Sooner or later the nation is going to have to face a hard truth about the federal government's woeful fiscal condition. The government officially hit its debt ceiling yesterday, and Republicans like House Speaker John Boehner, as well as a few Democrats who insist federal deficits can be reined in through spending cuts alone, are just plain wrong. Taxes will have to be raised, too. President Barack Obama and Congress should let all the Bush tax cuts expire after 2012.

After a decade of massive tax cuts, costly wars, financial crisis, bailouts, recession and stimulus -- layered atop the prospect of ever-growing Medicare and Medicaid spending -- the hole is just too deep for half measures. Federal spending is at its highest level in 65 years while federal tax revenue is at its lowest in 60 years, each as a share of gross domestic product. The gap between the two is what has saddled the nation with a $1.65-trillion deficit this year, and a $14.3-trillion national debt.

Services the public has come to rely on from Washington -- Medicare, the military, homeland security, environmental protection, education, highways, bridges, medical research, law enforcement and all the rest -- come at a high price. To control federal borrowing without irresponsibly gutting those things critical to the nation's well-being means we're going to have to swallow hard and pay for what we get.

Allowing the Bush tax cuts to expire would return taxes to the level they were in 2000 -- back when the federal budget was actually in the black -- and increase federal revenue $4 trillion over the next decade. Everybody who pays income taxes would pay more than they do today, so the burden would be shared fairly.

Before Obama agreed last year to extend the Bush tax cuts for all through 2012, this board argued that only those for the 2 percent of taxpayers earning more than $200,000 a year as individuals or $250,000 as couples should be allowed to expire.

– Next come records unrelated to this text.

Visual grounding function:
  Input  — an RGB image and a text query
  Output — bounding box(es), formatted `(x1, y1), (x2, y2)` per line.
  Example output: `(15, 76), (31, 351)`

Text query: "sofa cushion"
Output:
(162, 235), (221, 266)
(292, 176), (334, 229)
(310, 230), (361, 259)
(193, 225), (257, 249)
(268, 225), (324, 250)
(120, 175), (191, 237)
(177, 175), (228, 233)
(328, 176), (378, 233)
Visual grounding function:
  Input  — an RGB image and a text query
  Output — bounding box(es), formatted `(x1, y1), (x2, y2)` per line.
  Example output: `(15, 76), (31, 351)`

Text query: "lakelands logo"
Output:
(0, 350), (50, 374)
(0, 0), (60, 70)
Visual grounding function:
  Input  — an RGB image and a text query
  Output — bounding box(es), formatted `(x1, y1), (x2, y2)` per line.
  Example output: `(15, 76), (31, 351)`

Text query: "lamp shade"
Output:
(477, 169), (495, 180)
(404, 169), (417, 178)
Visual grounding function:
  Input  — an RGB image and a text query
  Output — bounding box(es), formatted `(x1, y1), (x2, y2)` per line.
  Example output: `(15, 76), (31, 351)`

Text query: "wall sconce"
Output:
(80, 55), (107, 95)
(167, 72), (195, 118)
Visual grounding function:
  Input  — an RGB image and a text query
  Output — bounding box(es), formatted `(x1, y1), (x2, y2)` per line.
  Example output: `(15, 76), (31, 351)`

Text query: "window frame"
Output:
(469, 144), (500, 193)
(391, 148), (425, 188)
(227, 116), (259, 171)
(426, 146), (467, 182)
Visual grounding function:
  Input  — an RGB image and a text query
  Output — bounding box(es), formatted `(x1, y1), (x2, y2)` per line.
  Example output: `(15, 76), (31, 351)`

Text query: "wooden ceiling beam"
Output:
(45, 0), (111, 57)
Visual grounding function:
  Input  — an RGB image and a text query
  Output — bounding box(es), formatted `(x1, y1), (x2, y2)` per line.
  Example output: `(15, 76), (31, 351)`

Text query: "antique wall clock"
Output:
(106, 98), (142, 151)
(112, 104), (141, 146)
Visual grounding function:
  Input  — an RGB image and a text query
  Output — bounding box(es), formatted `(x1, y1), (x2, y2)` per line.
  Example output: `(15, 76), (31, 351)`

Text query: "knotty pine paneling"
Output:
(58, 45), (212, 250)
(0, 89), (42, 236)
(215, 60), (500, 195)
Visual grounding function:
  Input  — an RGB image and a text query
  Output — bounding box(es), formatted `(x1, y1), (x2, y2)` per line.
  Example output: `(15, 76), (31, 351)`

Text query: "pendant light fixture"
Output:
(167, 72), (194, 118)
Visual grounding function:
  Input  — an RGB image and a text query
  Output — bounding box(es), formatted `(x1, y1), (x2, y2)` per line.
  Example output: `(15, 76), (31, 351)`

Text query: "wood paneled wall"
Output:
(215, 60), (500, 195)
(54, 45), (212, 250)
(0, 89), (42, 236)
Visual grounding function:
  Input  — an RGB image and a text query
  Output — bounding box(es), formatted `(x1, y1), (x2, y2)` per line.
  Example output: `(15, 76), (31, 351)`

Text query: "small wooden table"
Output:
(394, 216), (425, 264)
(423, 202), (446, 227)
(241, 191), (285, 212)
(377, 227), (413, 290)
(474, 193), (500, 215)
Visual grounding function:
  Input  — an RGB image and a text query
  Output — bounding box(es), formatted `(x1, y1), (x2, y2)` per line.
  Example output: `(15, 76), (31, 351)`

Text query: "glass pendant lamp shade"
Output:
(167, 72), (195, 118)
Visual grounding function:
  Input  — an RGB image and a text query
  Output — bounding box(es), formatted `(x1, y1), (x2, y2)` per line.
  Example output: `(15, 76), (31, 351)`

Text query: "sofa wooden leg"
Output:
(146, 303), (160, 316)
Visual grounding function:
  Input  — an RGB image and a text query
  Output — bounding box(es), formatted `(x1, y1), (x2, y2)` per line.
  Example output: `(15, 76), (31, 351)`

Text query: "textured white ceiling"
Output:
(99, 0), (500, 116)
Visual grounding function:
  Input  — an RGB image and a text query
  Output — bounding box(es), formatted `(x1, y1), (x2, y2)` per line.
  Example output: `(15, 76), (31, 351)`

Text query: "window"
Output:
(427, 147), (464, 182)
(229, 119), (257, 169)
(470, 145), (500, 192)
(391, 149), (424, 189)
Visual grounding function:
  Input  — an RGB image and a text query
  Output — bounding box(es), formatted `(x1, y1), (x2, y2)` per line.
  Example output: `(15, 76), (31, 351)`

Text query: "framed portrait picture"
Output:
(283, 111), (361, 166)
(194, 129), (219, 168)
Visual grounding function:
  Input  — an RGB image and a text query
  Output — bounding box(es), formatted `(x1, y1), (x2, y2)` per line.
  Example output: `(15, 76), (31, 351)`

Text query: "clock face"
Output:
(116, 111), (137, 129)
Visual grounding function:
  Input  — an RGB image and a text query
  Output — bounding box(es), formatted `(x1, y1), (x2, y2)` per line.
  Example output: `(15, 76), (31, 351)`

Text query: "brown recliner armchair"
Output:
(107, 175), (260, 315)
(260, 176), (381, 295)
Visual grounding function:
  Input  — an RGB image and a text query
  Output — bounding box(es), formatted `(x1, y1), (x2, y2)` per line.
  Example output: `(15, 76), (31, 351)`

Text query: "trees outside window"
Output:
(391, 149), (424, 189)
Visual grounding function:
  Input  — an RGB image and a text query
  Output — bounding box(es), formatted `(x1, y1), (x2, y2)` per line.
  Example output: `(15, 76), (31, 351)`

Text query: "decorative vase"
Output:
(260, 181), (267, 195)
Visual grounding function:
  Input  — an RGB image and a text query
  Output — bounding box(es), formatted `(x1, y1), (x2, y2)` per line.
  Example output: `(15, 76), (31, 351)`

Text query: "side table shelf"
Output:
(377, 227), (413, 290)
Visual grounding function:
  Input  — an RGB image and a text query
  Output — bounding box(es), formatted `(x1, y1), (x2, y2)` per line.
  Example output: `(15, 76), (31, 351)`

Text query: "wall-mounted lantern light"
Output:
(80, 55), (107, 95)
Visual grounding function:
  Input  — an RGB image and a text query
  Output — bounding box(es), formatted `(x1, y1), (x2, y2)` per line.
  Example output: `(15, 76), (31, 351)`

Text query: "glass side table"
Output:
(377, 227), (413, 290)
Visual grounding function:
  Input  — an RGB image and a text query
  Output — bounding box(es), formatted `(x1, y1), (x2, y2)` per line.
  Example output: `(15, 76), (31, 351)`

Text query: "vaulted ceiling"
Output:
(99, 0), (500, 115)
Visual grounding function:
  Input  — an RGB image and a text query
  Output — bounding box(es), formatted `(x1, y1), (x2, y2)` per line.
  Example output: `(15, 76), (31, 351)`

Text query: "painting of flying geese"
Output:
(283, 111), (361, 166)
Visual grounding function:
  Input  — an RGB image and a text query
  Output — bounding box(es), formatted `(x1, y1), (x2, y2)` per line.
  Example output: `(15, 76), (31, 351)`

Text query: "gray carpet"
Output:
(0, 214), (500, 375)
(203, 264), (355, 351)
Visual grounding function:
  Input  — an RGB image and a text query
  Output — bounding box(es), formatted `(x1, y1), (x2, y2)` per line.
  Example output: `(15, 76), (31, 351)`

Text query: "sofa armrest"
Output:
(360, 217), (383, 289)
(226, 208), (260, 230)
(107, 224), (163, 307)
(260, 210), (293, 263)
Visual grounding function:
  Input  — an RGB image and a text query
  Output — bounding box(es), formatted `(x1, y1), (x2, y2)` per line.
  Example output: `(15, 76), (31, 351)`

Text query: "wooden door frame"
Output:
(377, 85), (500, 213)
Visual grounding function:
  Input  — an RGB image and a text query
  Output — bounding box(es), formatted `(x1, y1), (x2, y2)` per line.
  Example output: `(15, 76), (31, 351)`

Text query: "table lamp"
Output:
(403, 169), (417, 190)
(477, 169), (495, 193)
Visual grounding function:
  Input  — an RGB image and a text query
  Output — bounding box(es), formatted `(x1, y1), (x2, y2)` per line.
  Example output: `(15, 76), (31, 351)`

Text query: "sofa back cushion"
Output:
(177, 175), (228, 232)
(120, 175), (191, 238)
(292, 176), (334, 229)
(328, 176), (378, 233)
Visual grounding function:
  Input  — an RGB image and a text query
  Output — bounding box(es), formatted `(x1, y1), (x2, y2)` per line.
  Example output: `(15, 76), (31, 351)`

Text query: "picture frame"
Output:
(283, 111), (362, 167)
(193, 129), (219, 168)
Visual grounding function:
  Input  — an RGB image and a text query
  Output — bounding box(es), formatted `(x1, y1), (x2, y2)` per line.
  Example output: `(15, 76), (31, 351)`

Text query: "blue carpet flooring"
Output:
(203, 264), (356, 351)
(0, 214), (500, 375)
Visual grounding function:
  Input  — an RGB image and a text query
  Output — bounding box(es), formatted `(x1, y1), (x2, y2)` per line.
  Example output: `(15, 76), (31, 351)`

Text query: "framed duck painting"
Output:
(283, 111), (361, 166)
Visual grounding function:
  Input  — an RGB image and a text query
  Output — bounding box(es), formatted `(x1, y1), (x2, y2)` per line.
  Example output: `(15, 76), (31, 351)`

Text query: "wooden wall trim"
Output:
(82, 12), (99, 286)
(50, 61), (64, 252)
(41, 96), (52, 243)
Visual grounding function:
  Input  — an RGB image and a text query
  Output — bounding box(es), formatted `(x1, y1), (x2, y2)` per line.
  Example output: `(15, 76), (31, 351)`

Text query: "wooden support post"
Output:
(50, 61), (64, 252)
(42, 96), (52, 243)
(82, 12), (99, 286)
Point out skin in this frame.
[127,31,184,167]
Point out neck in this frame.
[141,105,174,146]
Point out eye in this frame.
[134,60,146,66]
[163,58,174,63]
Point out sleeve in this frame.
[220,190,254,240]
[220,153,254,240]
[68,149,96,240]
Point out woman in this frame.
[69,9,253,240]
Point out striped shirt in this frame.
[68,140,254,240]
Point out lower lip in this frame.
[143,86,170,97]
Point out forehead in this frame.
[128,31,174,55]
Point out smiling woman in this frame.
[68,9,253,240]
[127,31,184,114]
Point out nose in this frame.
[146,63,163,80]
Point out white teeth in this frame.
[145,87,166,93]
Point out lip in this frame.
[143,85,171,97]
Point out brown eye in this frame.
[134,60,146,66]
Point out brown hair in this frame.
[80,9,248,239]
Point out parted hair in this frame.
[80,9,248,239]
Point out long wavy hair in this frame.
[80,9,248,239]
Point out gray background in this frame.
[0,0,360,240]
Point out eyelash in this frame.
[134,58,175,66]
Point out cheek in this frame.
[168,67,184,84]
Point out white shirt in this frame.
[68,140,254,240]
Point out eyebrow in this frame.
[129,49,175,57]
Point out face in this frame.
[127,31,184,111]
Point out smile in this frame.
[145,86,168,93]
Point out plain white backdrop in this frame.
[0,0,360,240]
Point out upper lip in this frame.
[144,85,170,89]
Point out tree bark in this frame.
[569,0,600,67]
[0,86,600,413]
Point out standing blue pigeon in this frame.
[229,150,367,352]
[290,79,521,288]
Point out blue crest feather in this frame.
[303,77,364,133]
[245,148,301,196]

The economy was particularly fragile then. It was important to let most taxpayers keep that money in their pockets to stimulate the economy. But by the end of 2012, the recovery should be sturdier and, with mounting debt, the imperative to balance the federal books will be even more pressing. Different conditions call for different actions.

Of course taxpayers shouldn't send all that money to Washington without strings as stout as bridge cables. Any deal to raise the federal debt ceiling should include an agreement to cut trillions of dollars in spending over the next decade. And it should obligate Washington to simplify the income tax code and recapture some of the $1.1 trillion a year doled out in popular tax deductions, as well as popularly vilified ones.

The best hope for a workable, bipartisan deficit-reduction plan is likely to come from the group of congressional lawmakers known as "the gang of six." Their long-awaited proposal is due to be unveiled any day now. One key to success is shared sacrifice. If we're going to ask the elderly on Medicare, college students on financial aid and the poor relying on food stamps to make do with less, then we should also ask those with more to do their part by paying more.